Lei ad occhi chiusi avrebbe disegnato il suo profilo
perché conosceva a memoria quel viso, conosceva la sua
anima, vuota fino a quando l’aveva incontrato su quel
palco, davanti a quei gerarchi, e illuminata dalla luce
dei suoi occhi l’aveva fatta bella e ci aveva fatto
l’amore, e che amore, che ardore, e che passione,
sempre, ogni giorno, anche separati diluendo i suoi
orgasmi tra ricordi e presente, ad ogni alba al suo
risveglio.
Certo sì, c’erano stati dei momenti in
cui avevano pensato di camminare fianco a fianco,
fuggire insieme e rifarsi una vita altrove, ma non era
successo, perché entrambi sapevano benissimo che non ci
sarebbe stata una vita diversa che avrebbe reso
quell’amore ancora più felice.

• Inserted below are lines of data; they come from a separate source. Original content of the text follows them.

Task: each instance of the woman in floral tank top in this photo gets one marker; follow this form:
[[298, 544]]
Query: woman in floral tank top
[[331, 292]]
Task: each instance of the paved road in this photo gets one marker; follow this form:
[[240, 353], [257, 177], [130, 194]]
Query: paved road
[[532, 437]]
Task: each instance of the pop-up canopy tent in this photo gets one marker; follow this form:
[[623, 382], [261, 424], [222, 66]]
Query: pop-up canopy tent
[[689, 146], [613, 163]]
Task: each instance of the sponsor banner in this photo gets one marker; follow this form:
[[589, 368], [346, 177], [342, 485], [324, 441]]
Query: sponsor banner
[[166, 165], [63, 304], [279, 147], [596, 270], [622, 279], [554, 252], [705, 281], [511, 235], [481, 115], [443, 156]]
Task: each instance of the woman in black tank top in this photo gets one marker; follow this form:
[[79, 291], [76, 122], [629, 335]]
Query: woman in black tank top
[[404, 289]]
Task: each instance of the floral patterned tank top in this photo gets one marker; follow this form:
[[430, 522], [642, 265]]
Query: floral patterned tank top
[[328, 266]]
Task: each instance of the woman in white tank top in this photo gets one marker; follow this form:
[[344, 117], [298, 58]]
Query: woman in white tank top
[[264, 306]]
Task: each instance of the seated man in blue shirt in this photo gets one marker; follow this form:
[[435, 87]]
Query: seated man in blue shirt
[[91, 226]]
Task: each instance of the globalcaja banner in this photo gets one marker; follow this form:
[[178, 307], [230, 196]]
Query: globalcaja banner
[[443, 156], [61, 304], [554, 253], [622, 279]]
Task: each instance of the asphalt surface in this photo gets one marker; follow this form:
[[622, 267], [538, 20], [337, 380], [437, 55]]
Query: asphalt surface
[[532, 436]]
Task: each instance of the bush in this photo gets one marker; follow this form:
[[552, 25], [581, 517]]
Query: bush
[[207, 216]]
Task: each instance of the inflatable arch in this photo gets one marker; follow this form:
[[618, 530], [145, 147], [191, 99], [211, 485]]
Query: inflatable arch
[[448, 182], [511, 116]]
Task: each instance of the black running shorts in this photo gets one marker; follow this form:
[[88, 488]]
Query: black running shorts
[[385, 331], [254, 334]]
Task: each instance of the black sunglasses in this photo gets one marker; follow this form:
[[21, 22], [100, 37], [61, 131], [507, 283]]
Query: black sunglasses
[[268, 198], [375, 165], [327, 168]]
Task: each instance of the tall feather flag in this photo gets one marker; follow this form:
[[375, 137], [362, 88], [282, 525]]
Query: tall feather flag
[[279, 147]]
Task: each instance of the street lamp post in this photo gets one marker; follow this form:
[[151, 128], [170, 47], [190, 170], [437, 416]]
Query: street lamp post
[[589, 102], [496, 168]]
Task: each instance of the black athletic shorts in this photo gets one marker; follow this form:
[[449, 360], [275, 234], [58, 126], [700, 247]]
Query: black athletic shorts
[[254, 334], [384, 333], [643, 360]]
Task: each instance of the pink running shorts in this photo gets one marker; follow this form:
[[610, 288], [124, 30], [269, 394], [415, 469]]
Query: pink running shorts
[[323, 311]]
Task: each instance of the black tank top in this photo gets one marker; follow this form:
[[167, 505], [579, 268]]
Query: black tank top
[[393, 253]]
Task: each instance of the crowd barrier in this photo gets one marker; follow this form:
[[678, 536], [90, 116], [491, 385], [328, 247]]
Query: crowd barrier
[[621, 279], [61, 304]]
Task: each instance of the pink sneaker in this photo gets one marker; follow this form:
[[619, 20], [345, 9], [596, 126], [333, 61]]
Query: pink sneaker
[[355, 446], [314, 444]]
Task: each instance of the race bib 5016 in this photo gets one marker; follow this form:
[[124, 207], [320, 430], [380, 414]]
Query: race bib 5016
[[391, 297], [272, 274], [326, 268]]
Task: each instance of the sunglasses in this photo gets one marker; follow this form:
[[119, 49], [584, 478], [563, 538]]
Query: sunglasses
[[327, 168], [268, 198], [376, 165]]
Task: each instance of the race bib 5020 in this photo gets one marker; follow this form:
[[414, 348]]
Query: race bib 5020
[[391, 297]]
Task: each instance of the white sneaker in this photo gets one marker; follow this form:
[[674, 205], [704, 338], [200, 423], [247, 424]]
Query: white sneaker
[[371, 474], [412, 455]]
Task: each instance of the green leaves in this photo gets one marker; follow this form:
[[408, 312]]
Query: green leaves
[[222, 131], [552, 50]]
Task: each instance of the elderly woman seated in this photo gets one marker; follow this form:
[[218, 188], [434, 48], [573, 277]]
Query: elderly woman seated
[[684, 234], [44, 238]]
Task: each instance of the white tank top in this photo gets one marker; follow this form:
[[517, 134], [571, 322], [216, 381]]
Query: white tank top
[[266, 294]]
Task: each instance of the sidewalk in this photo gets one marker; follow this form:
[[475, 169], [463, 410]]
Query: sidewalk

Erano invecchiati
insieme, ricchi dei loro ritagli di tempo, delle loro
foto segrete in bianco e nero, fusi di gioia e sazi di
quell’amore che non sarebbe stato mai così intenso,
nemmeno se il destino avesse loro offerto un’altra
chance e avessero vissuto insieme.
Prima di
uscire sarebbero scesi insieme avvolti in un sogno, lei
piccola appoggiata a lui, lui grande che la teneva
stretta, lei petalo e corolla, lui gambo e fusto. Poi si
sarebbero salutati con un ultimo bacio e lo sguardo
complice della padrona dell’albergo. Lei, cappello e
veletta, calze nere e riga dietro, sarebbe uscita da una
porta secondaria e avrebbe preso la corriera
confondendosi tra le strade buie di quella città. Eh
già, fuori da lì sarebbe tornata un’anonima signora e se
per caso lo avesse incontrato si sarebbero dati del voi
come due sconosciuti e nessuno mai avrebbe pensato che
fossero due amanti.
L’uomo invece sarebbe sceso
dalla scala principale e avrebbe prenotato la stessa
stanza, lo stesso giorno della settimana e alla stessa
ora. Poi respirando quell’aria carica di neve avrebbe
camminato fino a casa, facendo una sosta nel suo solito
bar e giocato alle carte per non dare sospetti.
Ma entrambi non si sarebbero sentiti distanti, lui
avrebbe annusato le sue mani per sentire ancora uno
strascico di profumo della sua donna e lei si sarebbe
chiesta gioiosa quale fosse stato il momento più bello
di quell’incontro. Insieme avrebbero conservato
gelosamente quei ricordi per ritrovarsi sette giorni
dopo nella loro alcova segreta di amanti clandestini al
tempo del fascismo.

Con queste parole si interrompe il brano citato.